Juneteenth: Celebrating Joy and Demanding Change

Juneteenth: Celebrating Joy and Demanding Change

For decades, Fannie Lou Hamer’s famous words have echoed across social justice movements: “No one is free until we are all free.” While this quote has been attributed to many activists over the years, including Martin Luther King, Jr., we know with certainty that this rally cry was born during the civil rights movement. Her words marked the hard truth that, historically, despite advancements for women, LGBTQ+ individuals, disabled humans, and other communities of color, the Black community has remained incredibly vulnerable in their fight for liberation, with many individuals sitting at multiple intersections of oppression.

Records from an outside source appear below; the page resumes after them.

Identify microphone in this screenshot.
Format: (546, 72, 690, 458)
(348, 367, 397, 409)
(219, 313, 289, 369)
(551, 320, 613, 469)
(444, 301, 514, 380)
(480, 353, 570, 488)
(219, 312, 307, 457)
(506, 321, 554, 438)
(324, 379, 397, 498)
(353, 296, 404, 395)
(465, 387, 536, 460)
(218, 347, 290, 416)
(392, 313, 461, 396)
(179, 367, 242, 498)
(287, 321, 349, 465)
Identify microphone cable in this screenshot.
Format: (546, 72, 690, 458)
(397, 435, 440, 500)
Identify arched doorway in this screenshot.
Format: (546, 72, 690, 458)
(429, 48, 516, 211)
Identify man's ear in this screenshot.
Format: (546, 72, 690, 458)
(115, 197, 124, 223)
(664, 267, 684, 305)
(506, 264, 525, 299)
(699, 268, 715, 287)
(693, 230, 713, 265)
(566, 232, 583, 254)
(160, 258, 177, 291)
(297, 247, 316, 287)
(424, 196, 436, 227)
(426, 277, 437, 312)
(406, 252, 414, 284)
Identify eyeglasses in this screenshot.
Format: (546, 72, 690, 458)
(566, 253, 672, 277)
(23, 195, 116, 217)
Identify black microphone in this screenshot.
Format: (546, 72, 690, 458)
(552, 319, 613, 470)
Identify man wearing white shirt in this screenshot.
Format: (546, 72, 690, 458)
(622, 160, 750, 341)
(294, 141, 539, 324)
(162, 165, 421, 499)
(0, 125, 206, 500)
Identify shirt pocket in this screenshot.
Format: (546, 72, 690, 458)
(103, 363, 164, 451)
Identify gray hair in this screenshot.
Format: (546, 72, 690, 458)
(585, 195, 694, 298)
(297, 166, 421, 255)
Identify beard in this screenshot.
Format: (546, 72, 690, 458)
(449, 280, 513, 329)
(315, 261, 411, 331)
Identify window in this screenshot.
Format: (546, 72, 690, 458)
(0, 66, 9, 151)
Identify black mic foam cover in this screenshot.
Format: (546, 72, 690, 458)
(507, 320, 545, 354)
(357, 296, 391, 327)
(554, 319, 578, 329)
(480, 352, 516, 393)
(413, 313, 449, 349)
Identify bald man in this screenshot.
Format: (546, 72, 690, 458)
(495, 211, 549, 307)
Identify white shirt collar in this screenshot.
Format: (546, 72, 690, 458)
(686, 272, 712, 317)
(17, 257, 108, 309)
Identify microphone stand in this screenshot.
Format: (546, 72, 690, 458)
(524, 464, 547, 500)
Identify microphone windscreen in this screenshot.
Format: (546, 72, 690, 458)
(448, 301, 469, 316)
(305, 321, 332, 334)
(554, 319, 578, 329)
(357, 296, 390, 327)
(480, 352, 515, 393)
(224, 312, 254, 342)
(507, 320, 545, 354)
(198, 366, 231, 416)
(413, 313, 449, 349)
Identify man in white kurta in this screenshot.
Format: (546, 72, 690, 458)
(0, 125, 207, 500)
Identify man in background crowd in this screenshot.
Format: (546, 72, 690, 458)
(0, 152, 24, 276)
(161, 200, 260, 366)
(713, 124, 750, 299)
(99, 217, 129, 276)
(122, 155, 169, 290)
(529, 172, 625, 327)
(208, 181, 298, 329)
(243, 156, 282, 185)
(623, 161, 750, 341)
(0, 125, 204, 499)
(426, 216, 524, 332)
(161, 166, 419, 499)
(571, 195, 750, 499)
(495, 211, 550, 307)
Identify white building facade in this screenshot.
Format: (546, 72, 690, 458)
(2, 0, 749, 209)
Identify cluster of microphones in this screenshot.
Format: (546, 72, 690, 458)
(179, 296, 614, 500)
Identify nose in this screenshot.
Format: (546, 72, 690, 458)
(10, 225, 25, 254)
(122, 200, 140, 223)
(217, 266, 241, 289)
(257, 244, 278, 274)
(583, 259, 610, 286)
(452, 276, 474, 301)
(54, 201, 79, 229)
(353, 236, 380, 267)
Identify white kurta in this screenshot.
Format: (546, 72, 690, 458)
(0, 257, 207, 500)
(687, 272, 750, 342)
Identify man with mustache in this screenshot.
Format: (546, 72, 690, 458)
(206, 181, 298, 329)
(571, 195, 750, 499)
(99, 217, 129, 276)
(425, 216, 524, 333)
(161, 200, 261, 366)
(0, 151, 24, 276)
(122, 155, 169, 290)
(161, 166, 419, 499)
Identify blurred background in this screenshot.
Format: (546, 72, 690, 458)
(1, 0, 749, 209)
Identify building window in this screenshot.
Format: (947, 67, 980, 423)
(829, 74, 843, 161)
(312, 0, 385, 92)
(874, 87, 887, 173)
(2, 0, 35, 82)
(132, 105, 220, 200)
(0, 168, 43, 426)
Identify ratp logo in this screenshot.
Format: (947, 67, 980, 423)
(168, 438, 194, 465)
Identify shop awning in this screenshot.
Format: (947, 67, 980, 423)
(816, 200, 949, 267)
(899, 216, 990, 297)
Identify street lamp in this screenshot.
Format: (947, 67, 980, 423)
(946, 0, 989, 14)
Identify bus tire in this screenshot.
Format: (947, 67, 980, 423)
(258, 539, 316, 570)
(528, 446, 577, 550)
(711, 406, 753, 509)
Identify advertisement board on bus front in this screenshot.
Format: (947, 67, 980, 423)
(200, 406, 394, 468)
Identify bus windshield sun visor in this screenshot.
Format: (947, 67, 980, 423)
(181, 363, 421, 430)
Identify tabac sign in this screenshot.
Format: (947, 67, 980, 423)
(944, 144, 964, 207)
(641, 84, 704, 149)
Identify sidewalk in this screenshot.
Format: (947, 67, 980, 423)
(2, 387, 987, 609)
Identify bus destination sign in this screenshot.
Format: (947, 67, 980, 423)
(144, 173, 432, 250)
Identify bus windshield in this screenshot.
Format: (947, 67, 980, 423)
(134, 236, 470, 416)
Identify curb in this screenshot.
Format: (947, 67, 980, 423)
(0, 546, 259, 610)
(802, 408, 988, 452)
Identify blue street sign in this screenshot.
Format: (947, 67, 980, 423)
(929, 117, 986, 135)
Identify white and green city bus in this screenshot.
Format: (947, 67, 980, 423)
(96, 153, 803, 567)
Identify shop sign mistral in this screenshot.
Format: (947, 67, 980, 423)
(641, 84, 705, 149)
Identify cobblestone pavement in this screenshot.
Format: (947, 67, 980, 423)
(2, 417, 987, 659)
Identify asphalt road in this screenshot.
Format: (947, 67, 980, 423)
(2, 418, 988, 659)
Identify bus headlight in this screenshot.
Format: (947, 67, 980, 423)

As Juneteenth approaches, we are reminded that July 4th did not mark independence for every American, which pushed Black communities in the south to create their own celebrations centered in Black history, pro-Black movements, and Black joy. Juneteenth, which is also known as “Freedom Day,” “America’s second Independence Day,” or “Emancipation Day,” is celebrated on June 19th. This important day commemorates the emancipation of enslaved African Americans in the United States. On this date in 1865, Union General Gordon Granger arrived in Galveston, TX to announce the end of slavery—a full two and a half years after the Emancipation Proclamation had been issued.

Juneteenth serves as a powerful reminder of the continuing fight against systemic oppression and racism—and only became recognized as a federal holiday in 2021. Despite emancipation, former slaves would go on to endure over a century of legislative loopholes that would continue to isolate, harm, and destabilize Black communities that attempted to grow and thrive. And, this fight continues today.

In modern times, Juneteenth is not just a space for Black communities to gather and celebrate, it calls us to action. It asks that we circulate our dollars with Black-owned businesses. It asks that we continue to name anti-Black practices that prevent the advancement of Black individuals in professional and academic spaces. It asks that we keep protesting violence against the Black community and that we end the school-to-prison pipeline that perpetuates slavery under a different name.

And, it asks that we create space for Black joy. We name the magic of a powerful community that has continued to progress forward despite continued systemic barriers encountered at every turn. It is the amplification of joy that marks the true presence of freedom, a world where Black individuals can exist authentically and thrive. It cements the true meaning of Fannie Lou Hamer’s words: No one is free until Black people are free.